Exempted Goods & Services

Export of goods and services are zero-rated VAT supplies. The following supplies are exempt from VAT: agricultural inputs, livestock and agricultural products in a raw or preserved state; machinery for use in agriculture, fisheries, horticulture and animal care; oil and gas products; as well as many basic necessities, such as domestic electricity and water supply, salt and mosquito nets, education services, medical supplies and medical services.

Miscellaneous Taxes

Other taxes levied include: stamp duties (0.5%) on the issue of shares, also chargeable on the transfer of land/real estate and other property and the registration of certain legal documents; registration fees; municipal rates on the occupation of real property; Customs and excise duties; tax on airport departures; special taxes on beer and cigarettes; tax on casino revenues; and various other taxes on petroleum products. Mineral royalties range between 3% and 6% of all company revenues earned. In addition there is a 6% communication services tax applied to all communications-related transactions.

Income Splitting

Where a person attempts to split income with another person, the commissioner of the GRA may adjust the chargeable income of both persons to prevent a reduction in tax payable as a result of the splitting of income. A person is treated as having attempted to split income where that person transfers income, directly or indirectly, to an associate, or that person transfers property, including money, directly or indirectly, to an associate with the result that the associate receives or enjoys the income from that property, and the reason or one of the reasons for the transfer is to lower the tax payable on the income of that person and the associate.

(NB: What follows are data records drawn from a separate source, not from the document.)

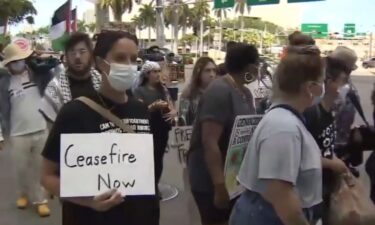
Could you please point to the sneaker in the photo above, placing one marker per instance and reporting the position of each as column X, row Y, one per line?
column 22, row 202
column 43, row 210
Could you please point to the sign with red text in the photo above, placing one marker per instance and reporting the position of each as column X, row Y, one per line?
column 91, row 164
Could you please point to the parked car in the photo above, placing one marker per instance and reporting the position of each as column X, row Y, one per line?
column 370, row 63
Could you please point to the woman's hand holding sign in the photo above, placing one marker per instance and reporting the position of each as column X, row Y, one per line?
column 102, row 202
column 106, row 201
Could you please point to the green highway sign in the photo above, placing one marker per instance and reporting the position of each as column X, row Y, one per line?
column 315, row 30
column 262, row 2
column 349, row 30
column 219, row 4
column 296, row 1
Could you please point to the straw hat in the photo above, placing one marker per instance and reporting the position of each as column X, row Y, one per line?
column 346, row 55
column 13, row 52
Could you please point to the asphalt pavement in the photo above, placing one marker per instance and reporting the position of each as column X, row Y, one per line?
column 179, row 210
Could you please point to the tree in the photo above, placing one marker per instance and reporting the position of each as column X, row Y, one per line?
column 81, row 26
column 16, row 11
column 221, row 14
column 147, row 17
column 119, row 7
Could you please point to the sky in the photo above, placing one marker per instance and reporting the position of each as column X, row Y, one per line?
column 334, row 12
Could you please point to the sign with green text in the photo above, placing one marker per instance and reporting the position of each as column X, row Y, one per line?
column 220, row 4
column 262, row 2
column 315, row 30
column 349, row 30
column 296, row 1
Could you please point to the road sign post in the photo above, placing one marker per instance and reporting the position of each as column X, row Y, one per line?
column 349, row 30
column 315, row 30
column 220, row 4
column 297, row 1
column 262, row 2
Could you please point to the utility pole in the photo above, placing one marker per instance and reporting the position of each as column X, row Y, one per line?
column 160, row 37
column 370, row 50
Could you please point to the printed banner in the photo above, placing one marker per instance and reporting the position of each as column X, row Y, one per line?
column 92, row 164
column 243, row 129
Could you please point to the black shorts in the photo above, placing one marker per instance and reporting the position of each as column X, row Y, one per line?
column 207, row 210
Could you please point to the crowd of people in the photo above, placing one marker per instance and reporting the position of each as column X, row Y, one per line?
column 303, row 144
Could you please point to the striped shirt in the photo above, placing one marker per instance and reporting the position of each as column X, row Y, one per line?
column 25, row 100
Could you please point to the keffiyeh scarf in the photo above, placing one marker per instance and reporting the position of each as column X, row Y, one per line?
column 58, row 93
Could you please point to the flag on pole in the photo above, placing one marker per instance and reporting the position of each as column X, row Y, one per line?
column 61, row 26
column 74, row 20
column 2, row 26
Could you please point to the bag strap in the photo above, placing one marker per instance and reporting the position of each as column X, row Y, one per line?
column 106, row 114
column 357, row 104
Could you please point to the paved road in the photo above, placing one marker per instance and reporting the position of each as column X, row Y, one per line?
column 176, row 211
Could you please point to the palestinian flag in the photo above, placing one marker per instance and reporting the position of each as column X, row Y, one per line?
column 2, row 26
column 61, row 26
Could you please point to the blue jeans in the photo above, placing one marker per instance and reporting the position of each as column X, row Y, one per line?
column 252, row 209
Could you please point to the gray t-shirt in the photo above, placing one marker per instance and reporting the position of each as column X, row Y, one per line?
column 283, row 149
column 221, row 102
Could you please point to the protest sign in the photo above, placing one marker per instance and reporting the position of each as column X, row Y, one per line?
column 94, row 163
column 179, row 140
column 243, row 129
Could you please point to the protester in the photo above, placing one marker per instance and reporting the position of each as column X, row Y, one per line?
column 345, row 112
column 79, row 78
column 154, row 94
column 115, row 55
column 203, row 73
column 281, row 170
column 23, row 127
column 320, row 122
column 224, row 100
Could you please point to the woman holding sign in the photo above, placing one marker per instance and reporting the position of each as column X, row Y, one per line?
column 224, row 100
column 203, row 73
column 281, row 170
column 115, row 55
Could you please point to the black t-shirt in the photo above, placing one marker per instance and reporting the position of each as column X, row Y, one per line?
column 76, row 117
column 321, row 125
column 80, row 88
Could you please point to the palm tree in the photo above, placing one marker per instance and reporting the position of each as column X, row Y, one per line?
column 201, row 11
column 241, row 6
column 82, row 26
column 147, row 15
column 16, row 11
column 119, row 7
column 221, row 14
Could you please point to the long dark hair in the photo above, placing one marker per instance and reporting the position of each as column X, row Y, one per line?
column 193, row 89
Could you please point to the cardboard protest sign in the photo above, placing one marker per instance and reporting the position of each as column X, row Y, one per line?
column 94, row 163
column 243, row 129
column 179, row 140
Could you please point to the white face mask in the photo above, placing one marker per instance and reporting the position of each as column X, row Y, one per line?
column 318, row 99
column 122, row 77
column 18, row 67
column 343, row 91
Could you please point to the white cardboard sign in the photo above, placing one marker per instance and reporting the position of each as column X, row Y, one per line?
column 94, row 163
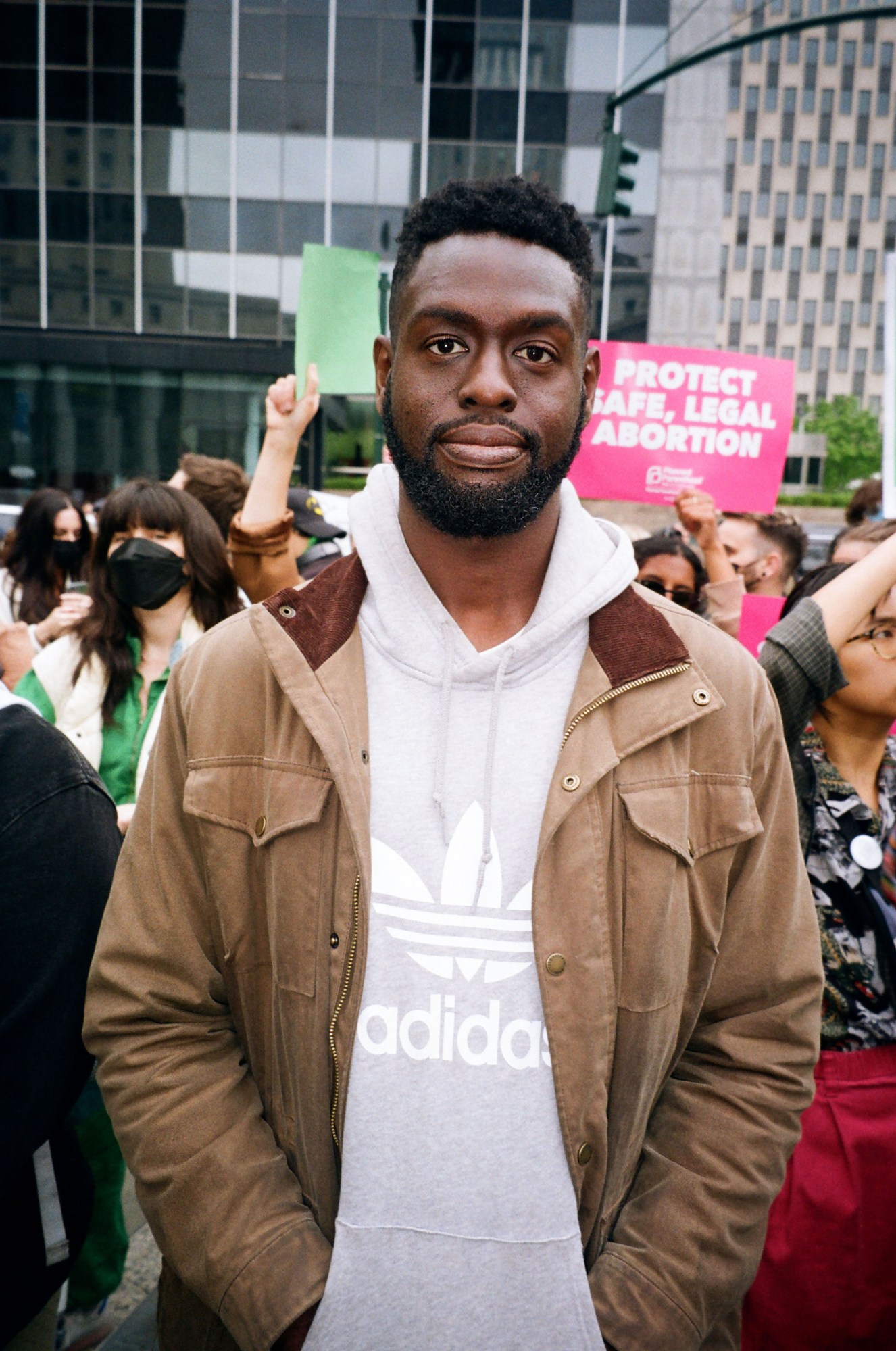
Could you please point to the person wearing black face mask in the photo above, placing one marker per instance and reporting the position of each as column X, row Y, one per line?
column 160, row 577
column 47, row 553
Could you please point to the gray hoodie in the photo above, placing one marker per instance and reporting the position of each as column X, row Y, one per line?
column 457, row 1222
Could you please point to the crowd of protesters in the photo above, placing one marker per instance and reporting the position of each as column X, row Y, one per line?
column 97, row 611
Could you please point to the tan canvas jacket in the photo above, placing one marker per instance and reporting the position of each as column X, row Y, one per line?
column 682, row 996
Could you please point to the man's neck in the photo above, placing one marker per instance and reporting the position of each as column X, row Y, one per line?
column 490, row 587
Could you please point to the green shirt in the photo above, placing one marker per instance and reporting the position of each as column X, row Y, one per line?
column 124, row 737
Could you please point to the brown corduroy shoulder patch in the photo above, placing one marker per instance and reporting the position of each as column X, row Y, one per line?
column 322, row 615
column 630, row 639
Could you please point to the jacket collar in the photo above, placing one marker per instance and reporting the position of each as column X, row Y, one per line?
column 629, row 637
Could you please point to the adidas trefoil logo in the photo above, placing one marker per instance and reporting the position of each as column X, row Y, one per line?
column 455, row 931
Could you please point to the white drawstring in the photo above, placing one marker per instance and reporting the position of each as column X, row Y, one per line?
column 445, row 710
column 490, row 765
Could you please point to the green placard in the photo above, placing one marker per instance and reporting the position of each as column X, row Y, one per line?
column 339, row 318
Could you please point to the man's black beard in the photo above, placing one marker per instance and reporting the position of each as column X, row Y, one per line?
column 472, row 511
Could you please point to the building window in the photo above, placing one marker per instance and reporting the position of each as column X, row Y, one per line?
column 730, row 161
column 879, row 155
column 794, row 285
column 772, row 76
column 841, row 161
column 829, row 296
column 787, row 124
column 807, row 334
column 749, row 124
column 824, row 151
column 885, row 77
column 736, row 72
column 767, row 159
column 803, row 161
column 860, row 153
column 810, row 74
column 853, row 226
column 860, row 364
column 757, row 276
column 772, row 310
column 867, row 293
column 743, row 231
column 848, row 77
column 844, row 334
column 822, row 373
column 890, row 226
column 830, row 46
column 816, row 231
column 780, row 230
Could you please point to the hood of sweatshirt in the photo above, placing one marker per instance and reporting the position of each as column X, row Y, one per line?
column 593, row 561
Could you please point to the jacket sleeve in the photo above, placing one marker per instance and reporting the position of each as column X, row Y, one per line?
column 802, row 665
column 224, row 1206
column 689, row 1239
column 262, row 558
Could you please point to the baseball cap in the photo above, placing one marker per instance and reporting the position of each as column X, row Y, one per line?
column 309, row 515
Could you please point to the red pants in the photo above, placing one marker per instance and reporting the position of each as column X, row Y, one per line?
column 828, row 1279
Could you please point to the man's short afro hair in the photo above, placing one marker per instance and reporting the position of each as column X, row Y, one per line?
column 512, row 207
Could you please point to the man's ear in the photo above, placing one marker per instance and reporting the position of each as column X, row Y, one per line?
column 591, row 374
column 383, row 366
column 774, row 565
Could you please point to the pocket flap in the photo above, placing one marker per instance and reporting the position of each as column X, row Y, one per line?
column 263, row 800
column 695, row 816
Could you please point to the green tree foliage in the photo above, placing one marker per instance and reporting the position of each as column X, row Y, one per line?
column 853, row 439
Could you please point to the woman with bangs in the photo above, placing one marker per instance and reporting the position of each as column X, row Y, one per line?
column 160, row 579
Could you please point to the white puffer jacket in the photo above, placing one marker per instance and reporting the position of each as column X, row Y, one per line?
column 79, row 703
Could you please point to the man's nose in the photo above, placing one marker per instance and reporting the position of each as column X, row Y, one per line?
column 487, row 383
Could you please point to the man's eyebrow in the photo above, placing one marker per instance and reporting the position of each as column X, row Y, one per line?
column 536, row 320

In determining whether a person is seeking to split income, the commissioner shall consider the value given by the associate for the transfer. A transfer of income or property indirectly from a person to an associate of that person includes a transfer made through the interposition of other entities.

Transfer Pricing

Transfer pricing regulations provide guidance on the determination of an arm’s length price and set out transfer pricing documentation requirements. The regulations require taxpayers to demonstrate that all related-party transactions are carried out at arm’s length. Transactions among related parties must be consistent with those which would have been entered by independent or unrelated entities under similar circumstances.

Thin Capitalisation

There are thin capitalisation provisions that impose restrictions on the tax deductibility of interest charges applicable to related party loans. The rules restrict the deductibility of interest and foreign exchange losses on foreign parent (and related party) debt to a debt-to-equity ratio of 2:1. Interest charges (and foreign exchange losses) on the excess of the threshold 2:1 ratio relating to the non-resident-related party loan will not be allowed as tax deductible by the Ghana company.

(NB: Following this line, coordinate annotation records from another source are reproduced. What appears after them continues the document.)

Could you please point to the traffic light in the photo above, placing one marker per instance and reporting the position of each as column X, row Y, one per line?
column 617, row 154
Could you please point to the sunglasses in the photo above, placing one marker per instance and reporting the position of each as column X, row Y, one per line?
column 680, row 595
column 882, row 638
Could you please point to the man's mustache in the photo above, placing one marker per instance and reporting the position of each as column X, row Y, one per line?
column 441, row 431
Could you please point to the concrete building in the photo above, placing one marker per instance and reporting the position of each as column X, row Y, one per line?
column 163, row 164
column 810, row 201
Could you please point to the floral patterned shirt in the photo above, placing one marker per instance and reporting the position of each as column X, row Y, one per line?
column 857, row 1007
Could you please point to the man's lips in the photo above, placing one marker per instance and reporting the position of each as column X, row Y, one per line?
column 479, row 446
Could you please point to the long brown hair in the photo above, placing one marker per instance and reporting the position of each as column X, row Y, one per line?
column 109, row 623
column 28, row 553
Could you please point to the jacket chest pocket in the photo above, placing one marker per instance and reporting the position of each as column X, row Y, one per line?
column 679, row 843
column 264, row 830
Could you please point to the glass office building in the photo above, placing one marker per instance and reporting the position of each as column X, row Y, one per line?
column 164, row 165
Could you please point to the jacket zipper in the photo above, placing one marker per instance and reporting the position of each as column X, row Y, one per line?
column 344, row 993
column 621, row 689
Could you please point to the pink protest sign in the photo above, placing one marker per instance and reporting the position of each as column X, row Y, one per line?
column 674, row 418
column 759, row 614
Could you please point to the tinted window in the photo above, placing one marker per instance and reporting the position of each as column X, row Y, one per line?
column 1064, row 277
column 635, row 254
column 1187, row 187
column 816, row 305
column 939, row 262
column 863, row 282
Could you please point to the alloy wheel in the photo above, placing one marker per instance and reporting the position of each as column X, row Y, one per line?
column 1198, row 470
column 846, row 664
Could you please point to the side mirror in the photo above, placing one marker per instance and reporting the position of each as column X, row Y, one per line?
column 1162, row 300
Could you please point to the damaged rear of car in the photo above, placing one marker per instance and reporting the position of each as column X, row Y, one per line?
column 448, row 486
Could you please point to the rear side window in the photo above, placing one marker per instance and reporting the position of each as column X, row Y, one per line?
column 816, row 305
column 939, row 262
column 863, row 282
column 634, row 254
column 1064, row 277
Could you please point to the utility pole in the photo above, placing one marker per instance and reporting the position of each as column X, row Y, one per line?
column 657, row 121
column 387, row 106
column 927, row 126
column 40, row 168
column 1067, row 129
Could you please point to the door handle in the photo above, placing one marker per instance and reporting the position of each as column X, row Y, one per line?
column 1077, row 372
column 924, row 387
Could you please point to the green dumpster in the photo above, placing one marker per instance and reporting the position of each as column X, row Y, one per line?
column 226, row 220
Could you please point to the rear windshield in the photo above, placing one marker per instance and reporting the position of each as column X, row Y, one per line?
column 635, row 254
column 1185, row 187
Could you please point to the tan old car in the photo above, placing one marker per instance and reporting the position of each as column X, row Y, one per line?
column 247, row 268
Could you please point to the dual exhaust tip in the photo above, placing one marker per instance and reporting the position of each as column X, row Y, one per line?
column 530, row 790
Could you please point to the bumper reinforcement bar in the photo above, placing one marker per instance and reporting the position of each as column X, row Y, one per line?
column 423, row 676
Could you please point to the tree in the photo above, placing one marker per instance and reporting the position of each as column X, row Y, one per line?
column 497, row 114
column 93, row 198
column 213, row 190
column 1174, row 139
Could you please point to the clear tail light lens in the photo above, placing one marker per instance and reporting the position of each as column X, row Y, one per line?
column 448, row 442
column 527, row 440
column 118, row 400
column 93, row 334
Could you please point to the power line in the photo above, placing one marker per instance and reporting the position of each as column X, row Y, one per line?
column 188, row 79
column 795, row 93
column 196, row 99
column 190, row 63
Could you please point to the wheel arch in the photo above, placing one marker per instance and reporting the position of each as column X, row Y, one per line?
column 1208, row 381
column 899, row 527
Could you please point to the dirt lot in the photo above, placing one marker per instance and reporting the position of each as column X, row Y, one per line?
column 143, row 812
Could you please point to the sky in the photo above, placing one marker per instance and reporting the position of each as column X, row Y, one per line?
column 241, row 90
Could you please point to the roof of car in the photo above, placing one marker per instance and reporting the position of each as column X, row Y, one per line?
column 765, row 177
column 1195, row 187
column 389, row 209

Thin capitalisation restrictions apply where the resident entity is controlled by a non-resident entity or by a resident entity for whom interest income or any foreign exchange gain will be exempt.

Tax Incentives

There are several tax incentives provided for in Act 592, as amended, and other laws that aim to attract investment which would support the development of certain sectors of the economy or certain parts of the country. These incentives include reduced rate of taxes, exemption from the payment of duties and other taxes for specified periods, and carry-over of losses, among others.

Carry-Over Losses

For the purposes of ascertaining the income for a basis period from a person operating in the agro-processing, farming, information and communications technology, tourism, manufacturing or mining sectors, a loss in the previous five basis periods incurred by that person in carrying out business activity shall be deducted for a period of five years. Losses incurred by a qualifying venture capital financing firm from the disposal of share invested in a venture capital subsidiary company shall be carried forward for a period of five years after the date of disposal.